I drove through the old neighborhood the other day and, my, how things have changed.
Families on the street where I grew up in the old Northeast neighborhood Kansas City used to be made up of middle-class working folks. Some of them were first or second generation immigrants from Europe, mostly Italy.
The entire street, for the most part, was like one big family. You'd always see folks sitting on their large front porches or cleaning flower beds or mowing their lawns or pruning their rose bushes. Kids played in yards bordered by small hedges; nothing tall enough to create a barrier, mind you.
Early each morning you could hear the honking of the horn on a pickup truck filled with fresh produce and hear Tony yell "tomatoes ... lettuce ... cabbage ... squash" all up and down the block.
You could never tell when a bunch of guys from the neighborhood might come by on their way to the park down the street and invite you to join them in a pick-up game of baseball or football. If they were on bicycles, they were probably on their way up to the old Reservoir before making their way around Cliff Drive to the Kansas City Museum, down around the Concourse, and then back home.
Those are all good memories.
I drove by the old house on Montgall where I grew up. It looked lonely and unkept. The other houses along the block looked disheveled as well.
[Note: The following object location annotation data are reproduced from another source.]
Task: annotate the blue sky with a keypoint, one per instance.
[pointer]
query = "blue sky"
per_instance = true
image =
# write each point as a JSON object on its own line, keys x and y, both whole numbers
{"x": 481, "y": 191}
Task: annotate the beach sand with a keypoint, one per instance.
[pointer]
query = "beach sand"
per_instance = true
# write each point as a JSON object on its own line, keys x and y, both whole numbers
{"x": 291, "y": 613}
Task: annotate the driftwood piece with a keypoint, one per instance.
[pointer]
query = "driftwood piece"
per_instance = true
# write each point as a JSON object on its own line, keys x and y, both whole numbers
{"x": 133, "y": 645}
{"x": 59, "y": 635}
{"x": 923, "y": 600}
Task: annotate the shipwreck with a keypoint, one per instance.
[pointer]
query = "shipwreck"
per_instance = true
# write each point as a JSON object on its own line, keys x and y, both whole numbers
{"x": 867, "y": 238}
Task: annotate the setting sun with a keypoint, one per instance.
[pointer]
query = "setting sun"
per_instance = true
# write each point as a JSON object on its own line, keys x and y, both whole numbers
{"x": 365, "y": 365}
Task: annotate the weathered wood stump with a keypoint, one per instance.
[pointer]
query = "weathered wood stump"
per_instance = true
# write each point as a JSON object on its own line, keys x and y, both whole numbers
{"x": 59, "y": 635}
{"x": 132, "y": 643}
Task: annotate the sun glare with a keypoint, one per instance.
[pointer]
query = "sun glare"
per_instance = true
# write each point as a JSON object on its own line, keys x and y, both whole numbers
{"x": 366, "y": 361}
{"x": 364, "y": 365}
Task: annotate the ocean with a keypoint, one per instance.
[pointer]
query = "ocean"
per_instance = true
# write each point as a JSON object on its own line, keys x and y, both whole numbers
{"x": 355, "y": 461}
The neighborhood markets where years ago one could buy fresh, hand made sausages and imported cheeses are now Vietnamese markets and markets that sell Hallal meats and foods. (Halal foods are foods that Muslims are allowed to eat or drink under Islamic Shariah law, much like Kosher foods are related to the Jewish citizens. The foods addressed are mostly types of meat and animal tissue.)
Storefronts that used to host hardware stores, record shops, diners and dine-stores are now home to tattoo parlors, foreign trinket stores, and what-have-you.
While making my way through the old area now called Pendelton Heights, I noticed something that I never saw when I was growing up: bars on the windows of many homes and tall reinforced wrought iron fences adorning many yards.
Yes, things have changed, as things are wont to do.
But I still miss the old Northeast. I guess I always will.